Pushing up the rate of VAT in order to tackle the budget deficit could have a detrimental impact on the economic recovery, a new study has claimed.
Alistair Darling has already ruled out a possible increase in VAT for the forthcoming Budget.
But speculation has persisted that future Budgets may see a hike in VAT from the current 17.5 per cent to bring it in line with the EU average of 20 per cent.
At the moment, UK VAT is the fourth lowest in Europe.
However, a study carried out by the Centre for Retail Research on behalf of Kelkoo, the price comparison website, argued that an increase would run the risk of dampening economic growth.
A rise to 20 per cent in VAT would generate an extra £11.4 billion annually for the Treasury. But it would also mean, the report claimed, an additional £425 a year in costs for the average household.

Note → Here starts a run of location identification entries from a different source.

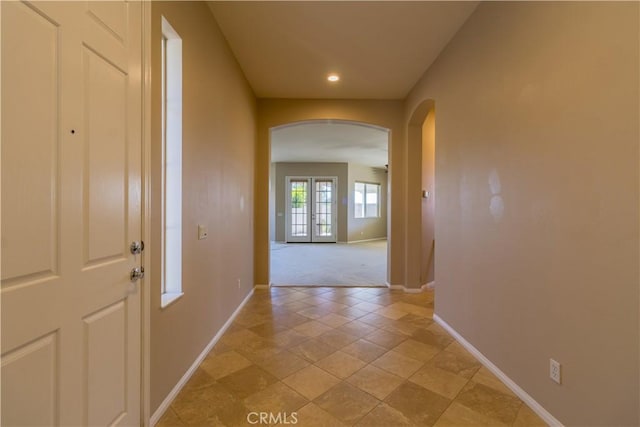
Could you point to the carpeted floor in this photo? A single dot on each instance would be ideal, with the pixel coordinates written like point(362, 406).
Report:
point(334, 264)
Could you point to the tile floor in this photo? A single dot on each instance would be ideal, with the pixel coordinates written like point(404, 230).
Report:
point(342, 357)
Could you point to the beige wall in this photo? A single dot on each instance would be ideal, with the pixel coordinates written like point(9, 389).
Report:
point(218, 161)
point(283, 170)
point(367, 228)
point(278, 112)
point(427, 265)
point(537, 199)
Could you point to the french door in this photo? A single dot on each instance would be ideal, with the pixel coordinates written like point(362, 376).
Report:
point(311, 209)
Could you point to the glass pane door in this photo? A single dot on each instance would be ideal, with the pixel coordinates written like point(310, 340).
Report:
point(323, 214)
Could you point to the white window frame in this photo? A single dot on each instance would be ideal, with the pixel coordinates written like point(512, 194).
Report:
point(171, 165)
point(366, 211)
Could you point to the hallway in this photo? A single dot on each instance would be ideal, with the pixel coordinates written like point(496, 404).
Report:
point(342, 357)
point(332, 264)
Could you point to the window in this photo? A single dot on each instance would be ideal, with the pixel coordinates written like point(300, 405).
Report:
point(171, 164)
point(366, 200)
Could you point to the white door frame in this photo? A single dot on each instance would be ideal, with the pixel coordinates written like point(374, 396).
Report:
point(311, 237)
point(145, 315)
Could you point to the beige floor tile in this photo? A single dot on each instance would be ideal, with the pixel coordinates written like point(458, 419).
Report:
point(375, 381)
point(289, 338)
point(200, 379)
point(527, 418)
point(346, 402)
point(418, 310)
point(375, 320)
point(221, 365)
point(247, 381)
point(465, 366)
point(440, 381)
point(427, 336)
point(170, 419)
point(489, 402)
point(334, 320)
point(399, 327)
point(391, 313)
point(312, 328)
point(313, 416)
point(484, 376)
point(421, 406)
point(384, 415)
point(367, 306)
point(313, 350)
point(457, 348)
point(397, 364)
point(416, 350)
point(267, 329)
point(337, 339)
point(314, 312)
point(340, 364)
point(457, 415)
point(238, 338)
point(364, 350)
point(259, 355)
point(357, 328)
point(284, 364)
point(278, 397)
point(352, 313)
point(213, 405)
point(385, 339)
point(311, 381)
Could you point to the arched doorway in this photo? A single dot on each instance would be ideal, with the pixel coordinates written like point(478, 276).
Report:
point(420, 266)
point(348, 162)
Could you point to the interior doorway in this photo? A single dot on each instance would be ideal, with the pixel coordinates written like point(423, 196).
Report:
point(311, 209)
point(316, 170)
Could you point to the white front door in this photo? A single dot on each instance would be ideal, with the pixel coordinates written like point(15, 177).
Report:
point(311, 209)
point(71, 206)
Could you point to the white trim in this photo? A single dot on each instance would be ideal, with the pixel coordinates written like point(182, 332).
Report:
point(523, 395)
point(375, 239)
point(419, 290)
point(145, 338)
point(187, 375)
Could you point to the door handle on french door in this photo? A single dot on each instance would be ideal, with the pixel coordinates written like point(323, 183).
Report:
point(136, 274)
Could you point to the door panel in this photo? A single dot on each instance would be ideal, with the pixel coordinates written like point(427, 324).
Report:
point(29, 161)
point(311, 209)
point(71, 174)
point(38, 390)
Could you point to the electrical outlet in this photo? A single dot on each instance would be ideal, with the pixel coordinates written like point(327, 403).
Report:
point(555, 371)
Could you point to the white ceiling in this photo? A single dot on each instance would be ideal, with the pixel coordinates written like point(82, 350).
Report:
point(380, 48)
point(330, 141)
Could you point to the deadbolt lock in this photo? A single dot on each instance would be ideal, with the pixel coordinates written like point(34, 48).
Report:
point(137, 247)
point(137, 273)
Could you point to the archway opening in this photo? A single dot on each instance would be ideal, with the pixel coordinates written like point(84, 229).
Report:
point(328, 183)
point(421, 259)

The knock-on effect would be to reduce consumer spending power by 1.25 per cent.
Were consumers to rein in spending after a VAT rise, it could shave as much as 0.5 per cent off GDP in a year.
Another adverse effect, the report continued, would be to fuel inflation by as much as 0.9 per cent.
Bruce Fair, managing director of Kelkoo UK, said: “While it is widely recognised that urgent action is required to plug the hole in the UK’s finances, it is imperative to avoid a sharp drop in consumer spending, as it could derail the country’s fragile recovery from the recession.
“An increase in VAT would increase government revenues significantly, but it could also have serious repercussions for consumers, retailers and the economy.”